Does Frakt really believe that government and academic research is “unbiased,” whereas think-tank research is not? Research, whatever its origin, is research. Either the data is accurate and the methodology sound, or not. Research from Harvard can be horrible, and research from conservative and liberal think tanks can be thorough.
At any rate, as has been pointed out elsewhere, Frakt (and anyone else interested in the subject) would benefit from reading Walton Francis’ 300-page book on Medicare and the FEHBP program, Putting Medicare Consumers in Charge: Lessons from the FEHBP. It’s a through and fair-minded examination of the program. Francis also wrote the Heritage report that Frakt considers biased, but that is manifestly unfair to Francis, who is one of the nation’s leading experts on FEHBP.
At the end of the day, this entire argument misses the point. The emphasis in Medicare reform, on both sides, has been on who the insurer should be: the government, or a private entity? But the reason that Medicare keeps costing more is because it heavily subsidizes the excessive consumption of health care, whoever does the actual insuring. As John Goodman writes in a perceptive post:
The fundamental problem in health care is not that we are using too much of one payment mechanism and too little of another. The problem is that the person who benefits from the service is not the same as the person who pays the bill.

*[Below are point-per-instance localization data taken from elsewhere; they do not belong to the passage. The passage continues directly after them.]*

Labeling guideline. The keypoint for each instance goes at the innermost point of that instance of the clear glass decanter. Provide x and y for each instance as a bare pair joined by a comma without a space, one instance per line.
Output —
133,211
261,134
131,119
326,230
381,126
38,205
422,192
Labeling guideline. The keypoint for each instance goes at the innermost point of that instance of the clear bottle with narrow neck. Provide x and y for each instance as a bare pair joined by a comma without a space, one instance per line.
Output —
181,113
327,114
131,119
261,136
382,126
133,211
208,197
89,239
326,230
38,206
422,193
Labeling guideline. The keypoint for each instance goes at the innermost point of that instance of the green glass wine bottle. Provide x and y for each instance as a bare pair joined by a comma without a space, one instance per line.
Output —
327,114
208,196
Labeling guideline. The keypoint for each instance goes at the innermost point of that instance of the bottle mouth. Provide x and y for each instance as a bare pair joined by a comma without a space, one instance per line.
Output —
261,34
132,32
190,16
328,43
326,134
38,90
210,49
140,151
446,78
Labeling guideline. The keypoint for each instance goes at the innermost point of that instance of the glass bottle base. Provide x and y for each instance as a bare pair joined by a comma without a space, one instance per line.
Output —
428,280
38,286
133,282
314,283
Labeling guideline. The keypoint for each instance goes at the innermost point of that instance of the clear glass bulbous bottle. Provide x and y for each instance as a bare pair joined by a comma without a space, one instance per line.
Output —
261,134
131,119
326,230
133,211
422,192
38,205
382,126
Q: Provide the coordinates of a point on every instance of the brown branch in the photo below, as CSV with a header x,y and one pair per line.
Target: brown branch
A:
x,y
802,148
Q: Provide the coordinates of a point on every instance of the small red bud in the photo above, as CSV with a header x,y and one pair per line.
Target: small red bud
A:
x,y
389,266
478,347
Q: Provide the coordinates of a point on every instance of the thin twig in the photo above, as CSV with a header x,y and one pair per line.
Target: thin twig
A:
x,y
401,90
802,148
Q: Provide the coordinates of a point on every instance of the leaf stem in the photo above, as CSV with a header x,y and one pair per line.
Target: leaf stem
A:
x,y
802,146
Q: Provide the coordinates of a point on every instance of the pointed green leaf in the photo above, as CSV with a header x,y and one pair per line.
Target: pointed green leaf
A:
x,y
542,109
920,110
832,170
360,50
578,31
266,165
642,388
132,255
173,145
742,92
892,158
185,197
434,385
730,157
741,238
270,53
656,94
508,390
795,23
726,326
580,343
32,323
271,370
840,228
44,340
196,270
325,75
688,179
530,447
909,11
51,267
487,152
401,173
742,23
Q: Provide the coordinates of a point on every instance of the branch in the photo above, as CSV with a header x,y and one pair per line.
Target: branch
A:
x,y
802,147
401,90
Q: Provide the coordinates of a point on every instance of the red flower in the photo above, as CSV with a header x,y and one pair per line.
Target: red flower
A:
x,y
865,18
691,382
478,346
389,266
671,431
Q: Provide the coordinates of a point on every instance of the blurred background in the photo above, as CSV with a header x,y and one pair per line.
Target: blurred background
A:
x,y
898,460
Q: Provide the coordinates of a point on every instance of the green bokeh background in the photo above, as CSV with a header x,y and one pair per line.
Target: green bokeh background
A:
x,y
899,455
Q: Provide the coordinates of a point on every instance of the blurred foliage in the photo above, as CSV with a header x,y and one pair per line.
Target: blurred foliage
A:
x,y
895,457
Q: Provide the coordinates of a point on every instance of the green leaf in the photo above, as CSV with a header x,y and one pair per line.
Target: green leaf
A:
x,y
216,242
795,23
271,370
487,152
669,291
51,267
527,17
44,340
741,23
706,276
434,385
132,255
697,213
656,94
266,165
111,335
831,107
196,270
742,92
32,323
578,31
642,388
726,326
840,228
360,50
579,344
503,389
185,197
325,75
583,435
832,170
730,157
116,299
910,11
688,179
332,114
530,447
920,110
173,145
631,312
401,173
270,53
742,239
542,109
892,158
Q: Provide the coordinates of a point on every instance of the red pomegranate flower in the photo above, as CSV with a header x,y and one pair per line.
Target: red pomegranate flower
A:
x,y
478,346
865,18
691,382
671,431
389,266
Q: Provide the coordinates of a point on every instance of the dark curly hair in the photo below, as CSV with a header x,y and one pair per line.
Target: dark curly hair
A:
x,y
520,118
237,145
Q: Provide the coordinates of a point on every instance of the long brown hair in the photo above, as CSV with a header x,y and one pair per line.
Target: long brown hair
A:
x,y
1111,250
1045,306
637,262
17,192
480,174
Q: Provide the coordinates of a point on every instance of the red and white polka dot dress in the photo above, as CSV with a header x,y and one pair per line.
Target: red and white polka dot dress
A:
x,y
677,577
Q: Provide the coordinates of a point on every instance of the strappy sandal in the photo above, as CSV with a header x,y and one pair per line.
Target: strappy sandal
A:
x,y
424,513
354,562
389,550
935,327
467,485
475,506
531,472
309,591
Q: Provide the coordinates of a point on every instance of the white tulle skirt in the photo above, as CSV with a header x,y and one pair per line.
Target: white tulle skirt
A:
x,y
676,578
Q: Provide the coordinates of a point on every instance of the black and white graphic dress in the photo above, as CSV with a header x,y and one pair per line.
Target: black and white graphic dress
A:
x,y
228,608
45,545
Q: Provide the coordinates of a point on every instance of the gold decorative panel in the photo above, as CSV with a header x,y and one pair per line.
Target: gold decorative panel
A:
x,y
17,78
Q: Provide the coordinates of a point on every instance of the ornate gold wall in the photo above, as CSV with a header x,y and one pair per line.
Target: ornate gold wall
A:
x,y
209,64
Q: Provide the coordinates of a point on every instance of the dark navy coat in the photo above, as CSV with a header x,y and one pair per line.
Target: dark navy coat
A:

If health care is nearly free to retirees, don’t be surprised that they use a lot of it. If you want to bring costs down and encourage retirees to spend their health care dollars wisely, they need to have an actual stake in doing so. That stake comes from sharing more of the costs.
– Avik Roy is an equity research analyst at Monness, Crespi, Hardt & Co., and blogs on health-care policy at The Apothecary.